Profundamente nos cubrirá la alta mar de los siglos, pocos genios asomarán la cabeza por encima de las aguas; antes de parar en el mismo silencio lucharán contra el olvido y por algún tiempo lograrán defenderse de él. Lo que Epicuro pudo prometer a su amigo, yo te lo prometo, Lucilio: yo gozaré del favor de la posteridad, tendré el privilegio de sacar a flote, junto a mi nombre, el de otros. Nuestro Virgilio prometió en la Eneida la inmortalidad a dos de sus héroes y se atuvo a ello:
5
¡Bendita pareja! Si nada pueden mis versos,
ningún tiempo os borrará de la memoria de los siglos
mientras la estirpe de Eneas more sobre la roca capitolina
y el dueño romano conserve el Imperio.
6
Todos cuantos la fortuna pusiera en lugar visible, todos los que han sido instrumentos y actores del poder de otro, han visto florecer el favor de los demás, su casa frecuentada, mientras se han mantenido en pie; una vez caídos, su memoria se ha desvanecido con presteza.
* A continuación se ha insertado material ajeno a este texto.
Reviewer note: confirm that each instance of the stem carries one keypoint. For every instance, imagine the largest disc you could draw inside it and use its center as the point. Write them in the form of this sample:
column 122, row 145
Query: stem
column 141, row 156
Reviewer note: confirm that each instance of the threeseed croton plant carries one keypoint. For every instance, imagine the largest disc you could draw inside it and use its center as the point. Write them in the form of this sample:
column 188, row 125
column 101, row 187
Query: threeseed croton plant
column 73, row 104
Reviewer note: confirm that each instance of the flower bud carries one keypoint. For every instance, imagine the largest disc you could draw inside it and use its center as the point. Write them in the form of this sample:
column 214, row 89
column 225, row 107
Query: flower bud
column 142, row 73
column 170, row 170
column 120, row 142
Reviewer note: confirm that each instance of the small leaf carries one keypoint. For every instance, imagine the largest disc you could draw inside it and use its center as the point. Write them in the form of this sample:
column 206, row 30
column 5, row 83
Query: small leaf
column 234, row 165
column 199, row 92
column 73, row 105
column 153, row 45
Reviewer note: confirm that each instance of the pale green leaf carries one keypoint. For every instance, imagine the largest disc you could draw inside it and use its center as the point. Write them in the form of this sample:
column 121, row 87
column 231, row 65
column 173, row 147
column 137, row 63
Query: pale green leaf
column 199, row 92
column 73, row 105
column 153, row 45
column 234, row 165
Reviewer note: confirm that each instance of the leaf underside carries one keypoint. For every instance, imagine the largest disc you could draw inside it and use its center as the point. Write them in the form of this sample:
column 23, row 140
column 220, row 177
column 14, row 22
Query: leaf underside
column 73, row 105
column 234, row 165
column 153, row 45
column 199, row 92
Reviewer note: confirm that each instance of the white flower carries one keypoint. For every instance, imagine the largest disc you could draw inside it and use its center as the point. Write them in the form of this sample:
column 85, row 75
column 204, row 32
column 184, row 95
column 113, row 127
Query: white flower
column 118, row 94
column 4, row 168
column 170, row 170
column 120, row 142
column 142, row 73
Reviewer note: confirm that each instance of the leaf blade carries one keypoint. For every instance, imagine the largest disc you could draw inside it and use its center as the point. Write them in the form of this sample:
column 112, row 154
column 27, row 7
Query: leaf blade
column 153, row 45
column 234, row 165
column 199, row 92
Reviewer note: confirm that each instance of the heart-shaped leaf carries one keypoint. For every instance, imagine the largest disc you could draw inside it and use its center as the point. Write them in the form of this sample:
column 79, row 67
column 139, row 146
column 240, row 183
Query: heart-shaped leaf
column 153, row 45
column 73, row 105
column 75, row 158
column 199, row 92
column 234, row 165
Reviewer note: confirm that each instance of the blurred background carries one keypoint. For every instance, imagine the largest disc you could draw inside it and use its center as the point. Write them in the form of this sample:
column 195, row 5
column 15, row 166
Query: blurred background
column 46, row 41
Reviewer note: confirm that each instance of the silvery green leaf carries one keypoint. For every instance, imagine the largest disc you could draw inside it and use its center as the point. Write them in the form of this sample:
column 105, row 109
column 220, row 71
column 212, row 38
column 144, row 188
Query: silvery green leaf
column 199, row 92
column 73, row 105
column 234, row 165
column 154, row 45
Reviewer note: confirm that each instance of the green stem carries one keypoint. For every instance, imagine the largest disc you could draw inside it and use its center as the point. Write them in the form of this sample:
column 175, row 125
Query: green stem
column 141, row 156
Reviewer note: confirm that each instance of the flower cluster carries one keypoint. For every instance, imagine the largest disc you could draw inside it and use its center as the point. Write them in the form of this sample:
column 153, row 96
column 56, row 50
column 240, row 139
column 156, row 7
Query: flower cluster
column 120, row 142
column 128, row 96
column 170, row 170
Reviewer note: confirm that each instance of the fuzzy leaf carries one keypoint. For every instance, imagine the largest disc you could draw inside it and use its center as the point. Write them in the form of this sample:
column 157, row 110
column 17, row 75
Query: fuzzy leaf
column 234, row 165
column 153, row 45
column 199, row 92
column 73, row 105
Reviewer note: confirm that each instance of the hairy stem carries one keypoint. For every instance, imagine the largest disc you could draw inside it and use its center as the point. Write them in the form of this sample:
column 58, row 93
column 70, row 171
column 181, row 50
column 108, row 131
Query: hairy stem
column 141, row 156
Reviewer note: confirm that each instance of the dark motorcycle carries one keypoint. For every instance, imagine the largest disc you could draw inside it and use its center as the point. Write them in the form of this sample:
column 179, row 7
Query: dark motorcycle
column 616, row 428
En cambio, el prestigio de los genios crece con el tiempo; y no es solamente a ellos a quienes se rinde honor, sino que halla buena acogida todo lo que va unido a su memoria.
7
A fin de que Idomeneo no haya entrado de balde en mi carta, será él quien pague el tributo. Epicuro le escribió una carta aconsejándole que no enriqueciese a Pítocles por la equivocada vía ordinaria. «Si pretendes —le decía— enriquecer a Pítocles, no precisa aumentarle el dinero, antes minorar sus apetencias.»
8
Bastante clara es esta sentencia para que no precise interpretarla, bastante decisiva para que no exija refuerzo. Te advierto solamente que no creas que lo dicho sólo pueda aplicarse a las riquezas: dondequiera que lo apliques revelará la misma eficacia. Si quieres hacer honorable a Pítocles, no tienes que aumentarle los honores, sino hacerle disminuir las pretensiones; si quieres que Pítocles se deleite perpetuamente, no le has de acrecentar los placeres, sino disminuir en él las apetencias; si quieres que Pítocles envejezca y alcance una vida plena, no debes aumentarle los años, sino disminuirle los deseos.
9
No creas que estas sentencias sean de Epicuro: son de todos. Yo creo que en la filosofía se tiene que intentar también aquello que se hace en el Senado: si alguien expone un parecer que me gusta parcialmente, hago dividir la proposición en partes y sigo la que me parece más aceptable. Es con especial complacencia como recuerdo las egregias sentencias de Epicuro, porque en ellas compruebo que los que acuden a ellas acuciados por la vil esperanza de encontrar encubrimiento para sus vicios, comprenderán que vayan a donde vayan les precisará vivir honestamente.
10
Al acercarnos al jardín de Epicuro encontraremos esta inscripción: «Huésped, aquí te encontrarás a gusto, aquí el bien supremo es el placer». El guardián de este jardín será servicial, hospitalario, afable, te acogerá ofreciéndote polenta3 y agua en magnífica abundancia, y te dirá: «¿Has sido bien recibido? Estos jardines no excitan el hambre, antes la satisfacen; no encienden con sus bebidas una sed más ardiente, sino que la apagan con medios naturales y gratuitos; entre tales placeres he llegado a la ancianidad».
11
Te hablo de aquellos deseos que nunca hallan consuelo, que para calmarse reclaman siempre alguna satisfacción. Por lo que se refiere a aquellos deseos extraordinarios que admiten aplazamiento, que no pueden mortificarse o reprimirse, sólo te haré presente que su goce nace de la Naturaleza, no de la necesidad. El vientre no escucha órdenes: reclama, exige. Pero no es un acreedor molesto; con poca cosa se le despacha mientras le des lo que le debes, no lo que podrías darle.